I have found a much greater variety of plants than I would have initially expected, for example there are at least 10 species of ground orchid in the area and 9 species of Acacia. The area also contains some rare and threatened flora. Many of the plants are also quite suitable for use as garden plants.
Orchids can be found in flower for most of the year, some only for a few short weeks. Below is a list of the orchids that I have seen and photographed. (Acianthus fornicatus below).
- Acianthus fornicatus, pixie caps
- Caladenia catenata, white fingers
- Calochilus gracillimus, late beard orchid
- Calochilus paludosa, red beard orchid
- Dipodium punctatum, blotched hyacinth orchid
- Dipodium variegatum, slender hyacinth orchid
- Prasophyllum brevilabre, short-lip leek orchid
- Pterostylis longifolia, tall greenhood
- Pterostylis nutans, tall greenhood
- Thelymitra pauciflora, slender sun orchid
The highlight of autumn this year has been the impressive flowering of the Hairpin Banksia – Banksia spinulosa var. collina. The plants are found in groups in the woodland on the hilltops, and there are a range of different colour variations to be found.
Heading into winter the wattles start to flower, the variety of different species ensures that there is an Acacia of one type or another flowering through to the end of spring. The main flowering time for the ground orchids starts in winter with something then in flower through till summer. The Hyacinth Orchids (Dipodium) are widespread and in a good year can be found flowering over a long period.

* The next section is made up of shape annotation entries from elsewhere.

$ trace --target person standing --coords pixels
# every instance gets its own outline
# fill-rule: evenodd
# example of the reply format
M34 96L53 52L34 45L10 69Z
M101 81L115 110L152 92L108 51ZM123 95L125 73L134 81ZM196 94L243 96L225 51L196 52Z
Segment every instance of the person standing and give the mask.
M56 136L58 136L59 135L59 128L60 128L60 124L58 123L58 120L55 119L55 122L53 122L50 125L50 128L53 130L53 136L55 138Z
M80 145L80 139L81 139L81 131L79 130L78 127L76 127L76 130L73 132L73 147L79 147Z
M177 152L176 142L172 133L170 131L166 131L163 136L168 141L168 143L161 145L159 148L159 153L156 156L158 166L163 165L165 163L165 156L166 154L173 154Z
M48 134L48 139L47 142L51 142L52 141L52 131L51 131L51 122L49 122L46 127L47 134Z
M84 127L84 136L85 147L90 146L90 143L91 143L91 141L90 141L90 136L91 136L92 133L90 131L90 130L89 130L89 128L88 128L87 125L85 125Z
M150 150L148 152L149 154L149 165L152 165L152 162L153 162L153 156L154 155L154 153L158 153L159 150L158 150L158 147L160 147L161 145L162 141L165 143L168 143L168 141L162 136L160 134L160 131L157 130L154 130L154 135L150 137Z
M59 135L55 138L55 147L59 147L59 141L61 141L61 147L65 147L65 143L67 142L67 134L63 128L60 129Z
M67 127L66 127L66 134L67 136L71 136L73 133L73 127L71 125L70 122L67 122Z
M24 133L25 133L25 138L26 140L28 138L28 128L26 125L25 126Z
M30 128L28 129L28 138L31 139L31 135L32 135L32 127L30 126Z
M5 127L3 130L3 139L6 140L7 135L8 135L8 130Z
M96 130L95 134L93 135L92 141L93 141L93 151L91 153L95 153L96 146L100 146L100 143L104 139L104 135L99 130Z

Late winter into spring brings on a profusion of different flowers. Amongst these is the threatened Tetratheca juncea – Black Eyed Susan with its bright pink flowers. The local form of the Wonga Vine – Pandorea pandorana,(below) is nice and seems to not be as vigorous as the forms commercially available. Other local climbers are well represented with Kennedia, Hardenbergia, Hibbertia (both dentata & scandens), Clematis and Billarderia all present.
Climbers below: Old Mans Beard – Clematis aristata, Golden Guinea Flower – Hibbertia scandens, Dusky Coral Pea – Kennedia rubicunda
A varied assortment of pea flowers is also present. Pictured are the pink Native indigo – Indigofera australis, the yellow Native Holly – Podolobium ilicifolium and soft foliage on Pultenaea villosa
Into spring and summer
Heading into late spring and summer the peak of the flowering passes, but there are still some interesting plants to see, amongst these is the Bottlebrush Grass Tree – Xanthorrhoea macronema (below). This is smaller than most grass trees and does not get a trunk the shorter flowerhead give rise to the common name. There is also a good form of Yellow Buttons – Chrysocephalum apiculatum (below) at the western end of the area.
Heading back into autumn there are things that are early and late from other seasons, plus the Coral Heath – Epacris pulchella (below) can be found, along with Narrow Leaved Geebung – Persoonia linearis and the purplish berries on the Elderberry Panax – Polyscias sambucifolia (below).
What’s in your patch?
I’ve only given an overview of the many and varied plants that are found in this patch of bushland, there is still more to find. Apparently there are a handful of plants of Grevillea parviflora to find near the southern edge of the Hospital that I’m still to find.
I look forward to seeing what everyone else can find in their local patch of bush. There are also some pretty good views from the western end.